I applaud The Dallas Morning News for enlisting Republican-leaning columnists like Abby McCloskey, Glenn Rogers, William McKenzie and Robert Jordan. They remind us of our bipartisan, respectful debate over issues rather than MAGA denunciation of opponents as evil and protestors as terrorists.
However, I was disappointed to see McCloskey justify the effects of the Iran/Contra war on gas prices by citing record inflation under President Joe Biden. From the botching of early testing by fake military to the undermining of his own warp speed vaccine success by anti-science populism, President Donald Trump placed the U.S. first in per population deaths and economic disruption that bequeathed record inflation.
We desperately need rational, balanced and fact-based journalism that offsets the jingoism of internet silos and prevents illegal attacks on other governments and our own capital.
I enjoy reading columnists with differing opinions and hope they will fulfill our last hope for democracy — the fading voices of independent newspapers — by avoiding partisan tropes like the Obama recession, 2020 election fraud, Biden inflation or Nobel Peace Prize candidacy.
Golder Wilson, Dallas
Facts are stubborn things
After 35 years as a loyal Republican, I watched my party become unrecognizable — and now Sen. John Cornyn’s transformation from principled conservative to full-throated Trump sycophant is complete.

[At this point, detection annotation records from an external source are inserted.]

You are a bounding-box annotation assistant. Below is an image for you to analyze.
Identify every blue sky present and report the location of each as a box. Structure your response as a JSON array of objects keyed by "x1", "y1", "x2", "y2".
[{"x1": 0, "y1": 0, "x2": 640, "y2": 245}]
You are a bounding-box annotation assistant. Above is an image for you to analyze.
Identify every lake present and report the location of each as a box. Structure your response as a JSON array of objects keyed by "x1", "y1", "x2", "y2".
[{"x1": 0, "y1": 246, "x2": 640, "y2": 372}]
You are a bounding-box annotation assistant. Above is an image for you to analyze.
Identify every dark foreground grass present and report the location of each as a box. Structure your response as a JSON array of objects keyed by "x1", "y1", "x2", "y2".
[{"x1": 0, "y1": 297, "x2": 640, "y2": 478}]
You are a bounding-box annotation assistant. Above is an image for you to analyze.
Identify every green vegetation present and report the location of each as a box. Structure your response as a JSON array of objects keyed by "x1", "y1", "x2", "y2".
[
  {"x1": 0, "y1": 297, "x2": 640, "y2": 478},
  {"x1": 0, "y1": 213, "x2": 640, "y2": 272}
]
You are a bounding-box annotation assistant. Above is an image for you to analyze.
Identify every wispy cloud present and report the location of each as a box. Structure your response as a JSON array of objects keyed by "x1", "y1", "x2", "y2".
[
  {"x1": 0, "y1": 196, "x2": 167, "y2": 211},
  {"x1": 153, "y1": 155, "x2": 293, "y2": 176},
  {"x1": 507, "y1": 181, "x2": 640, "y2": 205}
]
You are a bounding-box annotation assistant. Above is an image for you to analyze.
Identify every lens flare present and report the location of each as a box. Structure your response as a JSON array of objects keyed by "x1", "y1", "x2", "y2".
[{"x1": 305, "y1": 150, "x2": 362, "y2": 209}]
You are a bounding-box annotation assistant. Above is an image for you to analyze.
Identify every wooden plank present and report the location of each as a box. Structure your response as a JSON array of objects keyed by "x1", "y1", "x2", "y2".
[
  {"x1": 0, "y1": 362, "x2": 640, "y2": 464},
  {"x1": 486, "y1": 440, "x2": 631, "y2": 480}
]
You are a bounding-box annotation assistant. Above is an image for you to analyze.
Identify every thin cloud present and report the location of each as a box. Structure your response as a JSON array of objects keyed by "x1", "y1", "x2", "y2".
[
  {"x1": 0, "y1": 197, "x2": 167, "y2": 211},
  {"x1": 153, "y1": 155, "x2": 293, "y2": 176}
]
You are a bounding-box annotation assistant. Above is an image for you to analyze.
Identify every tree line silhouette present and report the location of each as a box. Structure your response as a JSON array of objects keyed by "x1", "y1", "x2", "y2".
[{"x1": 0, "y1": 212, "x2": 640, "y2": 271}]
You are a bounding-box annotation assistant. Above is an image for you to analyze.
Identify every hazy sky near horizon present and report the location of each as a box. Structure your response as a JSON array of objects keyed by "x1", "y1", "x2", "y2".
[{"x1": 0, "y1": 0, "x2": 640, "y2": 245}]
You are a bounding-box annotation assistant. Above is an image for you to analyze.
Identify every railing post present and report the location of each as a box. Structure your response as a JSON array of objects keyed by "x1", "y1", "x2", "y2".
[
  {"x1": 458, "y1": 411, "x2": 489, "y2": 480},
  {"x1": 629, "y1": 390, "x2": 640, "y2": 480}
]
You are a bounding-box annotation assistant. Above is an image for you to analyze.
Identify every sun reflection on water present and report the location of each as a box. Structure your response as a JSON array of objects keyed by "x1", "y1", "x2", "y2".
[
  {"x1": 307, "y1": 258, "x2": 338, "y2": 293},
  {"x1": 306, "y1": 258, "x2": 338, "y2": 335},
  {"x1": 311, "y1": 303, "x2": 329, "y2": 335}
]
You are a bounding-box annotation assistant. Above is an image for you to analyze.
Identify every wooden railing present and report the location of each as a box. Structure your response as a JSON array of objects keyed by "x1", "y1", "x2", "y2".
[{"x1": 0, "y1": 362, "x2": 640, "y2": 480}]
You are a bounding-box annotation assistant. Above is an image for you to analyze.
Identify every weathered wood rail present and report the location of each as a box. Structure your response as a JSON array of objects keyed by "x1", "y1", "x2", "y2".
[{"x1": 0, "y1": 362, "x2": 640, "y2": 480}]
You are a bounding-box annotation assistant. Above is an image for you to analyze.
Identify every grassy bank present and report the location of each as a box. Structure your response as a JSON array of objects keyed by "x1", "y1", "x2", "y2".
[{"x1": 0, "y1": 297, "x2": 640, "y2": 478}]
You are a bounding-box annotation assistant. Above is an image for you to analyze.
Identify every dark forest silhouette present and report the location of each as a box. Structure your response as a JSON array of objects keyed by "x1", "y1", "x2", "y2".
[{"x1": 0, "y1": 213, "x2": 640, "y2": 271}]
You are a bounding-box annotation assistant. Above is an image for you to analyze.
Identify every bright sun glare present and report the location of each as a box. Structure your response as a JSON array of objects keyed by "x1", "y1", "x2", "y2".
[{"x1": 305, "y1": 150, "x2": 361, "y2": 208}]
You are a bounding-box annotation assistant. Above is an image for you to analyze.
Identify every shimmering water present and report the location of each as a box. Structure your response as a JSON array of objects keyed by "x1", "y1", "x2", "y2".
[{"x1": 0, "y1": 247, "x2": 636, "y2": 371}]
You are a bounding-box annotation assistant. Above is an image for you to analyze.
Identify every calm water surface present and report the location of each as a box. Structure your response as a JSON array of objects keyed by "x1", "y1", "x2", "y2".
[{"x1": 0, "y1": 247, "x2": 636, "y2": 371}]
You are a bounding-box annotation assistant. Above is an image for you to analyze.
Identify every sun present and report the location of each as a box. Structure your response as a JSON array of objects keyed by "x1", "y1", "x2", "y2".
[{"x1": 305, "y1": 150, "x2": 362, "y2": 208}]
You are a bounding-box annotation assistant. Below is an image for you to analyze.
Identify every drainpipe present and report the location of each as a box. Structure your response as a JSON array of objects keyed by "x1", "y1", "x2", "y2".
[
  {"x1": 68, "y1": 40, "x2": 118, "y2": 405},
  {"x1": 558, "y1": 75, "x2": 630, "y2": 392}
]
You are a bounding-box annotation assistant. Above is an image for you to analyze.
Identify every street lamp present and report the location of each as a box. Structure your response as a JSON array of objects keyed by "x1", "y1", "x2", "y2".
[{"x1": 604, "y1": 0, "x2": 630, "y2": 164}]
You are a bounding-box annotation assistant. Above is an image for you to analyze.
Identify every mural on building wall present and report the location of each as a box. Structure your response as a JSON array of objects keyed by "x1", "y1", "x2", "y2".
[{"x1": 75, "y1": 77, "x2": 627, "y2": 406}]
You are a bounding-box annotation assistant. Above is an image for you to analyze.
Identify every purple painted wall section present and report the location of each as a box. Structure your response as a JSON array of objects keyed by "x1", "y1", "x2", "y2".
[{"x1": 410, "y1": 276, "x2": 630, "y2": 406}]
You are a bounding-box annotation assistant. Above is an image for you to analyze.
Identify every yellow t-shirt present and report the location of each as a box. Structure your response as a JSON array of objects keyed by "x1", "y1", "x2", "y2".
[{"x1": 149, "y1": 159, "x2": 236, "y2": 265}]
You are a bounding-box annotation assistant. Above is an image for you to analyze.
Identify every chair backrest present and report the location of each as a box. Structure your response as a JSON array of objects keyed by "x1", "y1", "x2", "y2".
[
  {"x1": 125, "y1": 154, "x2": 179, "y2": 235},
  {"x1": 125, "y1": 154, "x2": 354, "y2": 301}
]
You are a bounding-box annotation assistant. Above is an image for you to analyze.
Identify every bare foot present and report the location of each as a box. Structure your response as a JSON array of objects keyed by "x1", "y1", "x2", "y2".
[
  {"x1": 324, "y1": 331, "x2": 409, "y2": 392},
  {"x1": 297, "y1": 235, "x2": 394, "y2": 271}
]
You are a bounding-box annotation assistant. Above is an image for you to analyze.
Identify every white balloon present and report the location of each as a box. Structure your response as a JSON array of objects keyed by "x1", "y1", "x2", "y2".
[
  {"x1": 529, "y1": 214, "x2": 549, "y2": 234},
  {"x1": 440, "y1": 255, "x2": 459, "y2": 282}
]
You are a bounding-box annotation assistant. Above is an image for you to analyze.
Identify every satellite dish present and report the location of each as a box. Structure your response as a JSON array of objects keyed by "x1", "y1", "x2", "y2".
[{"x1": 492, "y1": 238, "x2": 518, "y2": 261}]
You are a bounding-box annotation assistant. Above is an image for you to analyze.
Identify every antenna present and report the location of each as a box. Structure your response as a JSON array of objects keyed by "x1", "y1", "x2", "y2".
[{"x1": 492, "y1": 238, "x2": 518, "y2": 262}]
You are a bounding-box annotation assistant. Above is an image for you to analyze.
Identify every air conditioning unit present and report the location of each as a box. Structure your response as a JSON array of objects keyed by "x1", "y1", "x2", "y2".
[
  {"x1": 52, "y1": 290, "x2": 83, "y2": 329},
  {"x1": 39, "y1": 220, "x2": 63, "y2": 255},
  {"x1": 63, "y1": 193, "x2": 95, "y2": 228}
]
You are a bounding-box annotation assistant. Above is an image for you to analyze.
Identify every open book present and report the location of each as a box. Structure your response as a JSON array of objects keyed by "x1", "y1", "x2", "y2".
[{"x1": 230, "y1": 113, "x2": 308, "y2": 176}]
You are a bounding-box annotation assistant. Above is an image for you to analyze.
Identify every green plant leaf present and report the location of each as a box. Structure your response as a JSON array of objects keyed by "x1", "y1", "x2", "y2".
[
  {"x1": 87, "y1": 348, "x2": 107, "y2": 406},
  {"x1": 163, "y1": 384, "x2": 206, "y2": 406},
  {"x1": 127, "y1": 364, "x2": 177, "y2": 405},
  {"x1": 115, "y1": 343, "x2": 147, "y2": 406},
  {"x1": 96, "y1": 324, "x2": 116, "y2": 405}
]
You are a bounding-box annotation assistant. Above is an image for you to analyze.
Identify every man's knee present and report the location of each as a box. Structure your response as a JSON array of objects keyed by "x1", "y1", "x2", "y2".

In the span of a week, Cornyn reversed his longstanding defense of the Senate filibuster, bowing down to appease President Donald Trump and secure his coveted endorsement.
He also co-sponsored the SAVE America Act, which would eliminate the Texas driver’s license as a valid voter registration document. You’ll need a passport or birth certificate that matches your current surname.
And he blamed Democrats for the TSA meltdown at our airports, conveniently omitting that it is Republicans who are holding TSA funding hostage unless they get an additional $28 billion for ICE with no strings attached.
Facts are stubborn things, senator. Texas voters deserve better than scorched-earth partisan politics that divide our country and paralyze effective governance.
Malcolm Jacobson, The Woodlands
Let’s help TSA agents
My heart goes out to the TSA workers who, through no fault of their own, are facing a staggering and ever-increasing workload of tired and grouchy travelers for no pay.
These agents are working to keep you safe — the least we can do is to help them out.
What if every traveler passing through a TSA station gave each agent there a couple of dollars a piece? Imagine the cumulative result at the end of the day.
Until our government steps up, let’s do the right thing for our fellow man!